The bill has been endorsed by several organizations, including Public Citizen, Revolving Door Project and the Working Families Party. It has also been endorsed by the Association of Flight Attendants-Communications Workers of America.

“For far too long the Federal Reserve has been helmed by bank executives and former Wall Street financiers, allowing bank control over the very institution tasked with their regulation,” Revolving Door Project researcher Henry Burke said in a statement emailed to Truthout. “Preliminary investigations into the collapse of Silicon Valley Bank have made it clear that not only did the Fed pursue a deregulatory regime that helped create the conditions for the bank’s failure, but Fed officials ignored glaring signs of mismanagement by the executives at SVB in the months leading up to its failure.”

“The American people should be able to rest assured that the Fed is pursuing their best interests — not those of the wealthy bank executives that serve on its board,” Burke continued.

Silicon Valley Bank and Signature Bank, a crypto lender which also recently collapsed, both aggressively lobbied for a 2018 law that overhauled many regulations in the Dodd-Frank law, enacted after the Great Recession to prevent major bank failures. These deregulatory actions, as well as further deregulatory actions from Federal Reserve Chair Jerome Powell, have been largely blamed for the failures of the banks, alongside the extreme focus on profits over everything else at the banks themselves.
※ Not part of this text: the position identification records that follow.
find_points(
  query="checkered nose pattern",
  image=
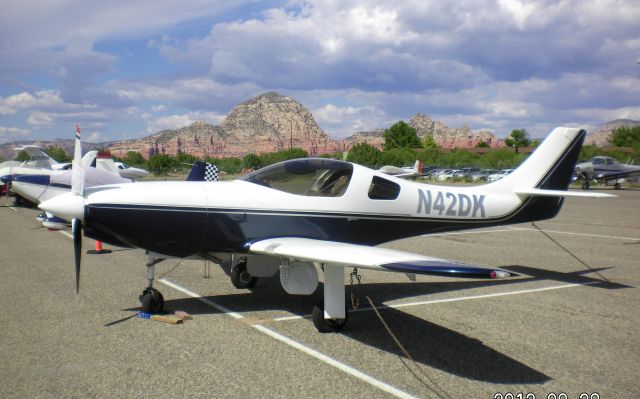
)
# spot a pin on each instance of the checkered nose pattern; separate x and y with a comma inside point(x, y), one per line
point(211, 173)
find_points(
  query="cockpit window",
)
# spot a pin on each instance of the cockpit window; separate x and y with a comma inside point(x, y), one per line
point(383, 189)
point(310, 177)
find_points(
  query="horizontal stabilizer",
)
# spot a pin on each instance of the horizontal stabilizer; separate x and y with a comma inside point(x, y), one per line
point(375, 258)
point(561, 193)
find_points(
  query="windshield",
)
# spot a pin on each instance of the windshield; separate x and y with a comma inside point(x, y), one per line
point(307, 176)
According to a press release on the bill, two-thirds of directors on the 12 Federal Reserve Boards are “hand-picked” by the banks that are overseen by the Federal Reserve. Sanders’s office also points out that there are currently five top executives of financial institutions that control over $150 billion in assets serving as regional Federal Reserve directors — institutions that, thanks to the 2018 repeal, aren’t subject to the sort of regulatory scrutiny that lawmakers like Sanders say could have prevented the failures.

Other major bank executives have served on regional Federal Reserve boards in the past, raising other examples of potential conflicts of interest, Sanders says.

A Dear Colleague letter signed by Sanders brings attention to the fact that JP Morgan Chase CEO Jamie Dimon sat on the New York Fed board when, during the Great Recession, the Federal Reserve gave $391 billion in assistance to Chase, as one of the banks that received money in an almost zero interest loan during the crisis, the Government Accountability Office found in a report commissioned by Sanders in 2011.